Dans ce nouveau monde où les live pullulent, propageant l’info ou la désinfo, la culture ou le divertissement, submergeant Internet et nos esprits rétrécis par l’effet confinement, le Luxembourg Collective of Dance (LuCoDa) participe à « l’effort de guerre » en dansant sur les réseaux sociaux.

En juin 2016 l’excellent collectif chorégraphique (La) Horde lançait la danse post-internet, en publiant Leslee sur sa chaine YouTube. Au fil du temps, ces vidéos transperceront l’écran pour pousser de nombreux danseurs amateurs ou non, à imiter le pas, danser en vrai, dans le réel. Aujourd’hui, LuCoDa se transforme un peu en cette même matière, livrant des cours de danse, à corps perdus, en live sur la toile, pour faire danser les gens devant leurs écrans, mais aussi et surtout, pour rompre la solitude de l’artiste.

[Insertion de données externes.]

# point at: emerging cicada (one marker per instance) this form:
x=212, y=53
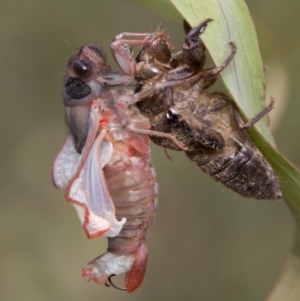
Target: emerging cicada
x=104, y=164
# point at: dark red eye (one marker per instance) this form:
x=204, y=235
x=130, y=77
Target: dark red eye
x=82, y=69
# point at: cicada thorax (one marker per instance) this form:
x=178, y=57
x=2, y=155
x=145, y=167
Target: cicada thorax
x=206, y=124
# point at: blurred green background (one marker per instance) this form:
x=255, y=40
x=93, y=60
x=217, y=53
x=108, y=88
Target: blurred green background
x=206, y=242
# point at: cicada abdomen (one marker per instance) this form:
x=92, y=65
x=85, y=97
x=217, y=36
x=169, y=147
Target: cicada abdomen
x=104, y=166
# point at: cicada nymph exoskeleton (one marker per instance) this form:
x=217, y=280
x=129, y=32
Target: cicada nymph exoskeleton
x=208, y=124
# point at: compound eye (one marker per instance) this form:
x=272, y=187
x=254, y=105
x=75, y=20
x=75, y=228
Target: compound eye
x=82, y=69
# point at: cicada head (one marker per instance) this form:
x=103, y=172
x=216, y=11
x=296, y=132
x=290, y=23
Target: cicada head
x=81, y=88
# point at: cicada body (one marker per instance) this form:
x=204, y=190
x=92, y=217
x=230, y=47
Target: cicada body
x=104, y=166
x=207, y=124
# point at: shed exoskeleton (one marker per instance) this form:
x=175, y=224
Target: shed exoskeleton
x=209, y=125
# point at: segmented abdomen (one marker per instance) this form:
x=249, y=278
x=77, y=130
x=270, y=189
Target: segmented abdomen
x=242, y=168
x=133, y=188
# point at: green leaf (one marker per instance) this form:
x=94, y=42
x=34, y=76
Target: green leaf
x=244, y=79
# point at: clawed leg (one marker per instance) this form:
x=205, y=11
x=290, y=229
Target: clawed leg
x=159, y=134
x=122, y=53
x=256, y=118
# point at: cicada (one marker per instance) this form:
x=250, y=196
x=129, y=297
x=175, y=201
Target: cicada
x=104, y=164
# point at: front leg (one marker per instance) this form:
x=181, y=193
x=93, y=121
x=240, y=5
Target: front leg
x=122, y=53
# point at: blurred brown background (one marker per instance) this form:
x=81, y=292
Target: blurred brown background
x=206, y=242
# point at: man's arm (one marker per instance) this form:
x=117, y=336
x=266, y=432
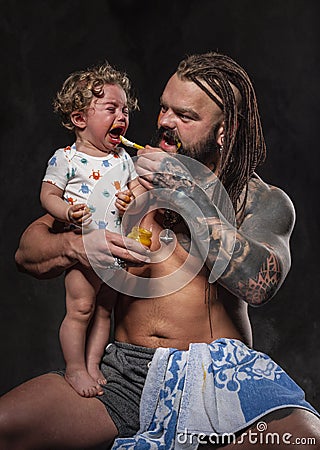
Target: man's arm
x=46, y=252
x=261, y=256
x=251, y=262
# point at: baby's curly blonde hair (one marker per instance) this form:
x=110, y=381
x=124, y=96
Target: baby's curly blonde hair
x=80, y=87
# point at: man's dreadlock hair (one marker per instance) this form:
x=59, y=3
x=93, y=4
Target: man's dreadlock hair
x=244, y=146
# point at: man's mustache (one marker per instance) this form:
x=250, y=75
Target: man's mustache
x=170, y=136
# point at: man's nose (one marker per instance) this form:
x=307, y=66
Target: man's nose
x=167, y=120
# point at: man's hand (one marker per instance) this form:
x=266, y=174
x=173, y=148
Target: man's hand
x=79, y=214
x=100, y=247
x=124, y=198
x=159, y=169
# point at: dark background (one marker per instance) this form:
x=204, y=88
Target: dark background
x=277, y=42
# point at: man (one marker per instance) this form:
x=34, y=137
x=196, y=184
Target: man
x=208, y=112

Créé en 2019, d’abord pour se projeter dans les manifestations de Esch2022–Capitale européenne de la Culture, LuCoDa poursuit ses initiatives en plein confinement, à cause de – « ou grâce à », on ne sait plus – ce contexte qui immobilise le monde. Né d’une envie de réunion d’artistes professionnels de la danse, pour pouvoir échanger, partager et travailler ensemble, LuCoDa a entamé son action en juillet 2019 en explorant chorégraphiquement l’exposition The Bitter Years d’Edward Steichen au CNA de Dudelange.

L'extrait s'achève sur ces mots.